Memory sometimes acts like an old flint-gun: it hangs fire, yet ends by going off. While Dr. Amboyne was driving home, the swarthy, but handsome, features of the workman he had befriended seemed to enter his mind more deeply than during the hurry, and be said to himself, "Jet black hair; great black eyes; and olive skin; they are rare in these parts; and, somehow, they remind me a little of HER."

Then his mind went back, in a moment, over many years, to the days when he was stalwart, but not unwieldy, and loved a dark but peerless beauty, loved her deeply, and told his love, and was esteemed and pitied, but another was beloved.

And so sad, yet absorbing, was the retrospect of his love, his sorrow, and her own unhappy lot, that it blotted out of his mind, for a time, the very youth whose features and complexion had launched him into the past.

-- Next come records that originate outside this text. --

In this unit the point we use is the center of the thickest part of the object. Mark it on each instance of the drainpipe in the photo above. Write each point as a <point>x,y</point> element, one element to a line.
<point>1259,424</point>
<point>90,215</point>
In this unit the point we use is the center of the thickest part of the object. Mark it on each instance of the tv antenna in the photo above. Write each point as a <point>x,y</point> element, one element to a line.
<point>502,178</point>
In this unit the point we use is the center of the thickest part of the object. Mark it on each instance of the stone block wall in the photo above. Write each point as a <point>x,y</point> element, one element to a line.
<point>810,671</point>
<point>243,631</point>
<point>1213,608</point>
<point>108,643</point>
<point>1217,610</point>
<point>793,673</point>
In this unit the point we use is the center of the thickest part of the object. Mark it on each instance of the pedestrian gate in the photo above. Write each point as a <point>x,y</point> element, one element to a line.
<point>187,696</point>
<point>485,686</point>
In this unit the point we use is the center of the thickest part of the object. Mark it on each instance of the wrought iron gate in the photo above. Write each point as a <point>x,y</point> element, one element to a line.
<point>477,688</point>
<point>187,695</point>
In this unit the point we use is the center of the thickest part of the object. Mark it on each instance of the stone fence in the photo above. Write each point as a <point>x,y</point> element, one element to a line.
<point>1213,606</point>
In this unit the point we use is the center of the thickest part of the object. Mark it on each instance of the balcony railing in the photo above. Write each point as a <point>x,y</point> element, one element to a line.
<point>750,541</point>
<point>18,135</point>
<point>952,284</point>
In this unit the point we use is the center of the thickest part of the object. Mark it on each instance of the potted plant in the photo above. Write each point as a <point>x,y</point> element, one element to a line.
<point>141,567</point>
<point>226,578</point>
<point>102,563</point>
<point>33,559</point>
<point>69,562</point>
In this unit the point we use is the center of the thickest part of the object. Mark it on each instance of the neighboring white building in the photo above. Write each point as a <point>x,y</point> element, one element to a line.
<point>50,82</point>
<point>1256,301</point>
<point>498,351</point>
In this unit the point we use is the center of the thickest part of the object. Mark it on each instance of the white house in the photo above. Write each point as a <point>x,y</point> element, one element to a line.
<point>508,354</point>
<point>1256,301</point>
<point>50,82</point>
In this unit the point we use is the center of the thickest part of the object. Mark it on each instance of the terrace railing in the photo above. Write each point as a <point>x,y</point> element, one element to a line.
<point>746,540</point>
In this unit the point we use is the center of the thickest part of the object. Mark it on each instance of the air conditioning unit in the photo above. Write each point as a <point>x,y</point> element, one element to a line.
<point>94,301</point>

But the moment his horse's feet rang on the stones, this burly philosopher shook off the past, and set himself to recover lost time. He drove rapidly to several patients, and, at six o'clock, was at 13 Chettle Street, and asked for the lady on the second floor, "Yes, sir: she is at home," was the reply. "But I don't know; she lives very retired. She hasn't received any visits since they came. However, they rent the whole floor, and the sitting-room fronts you."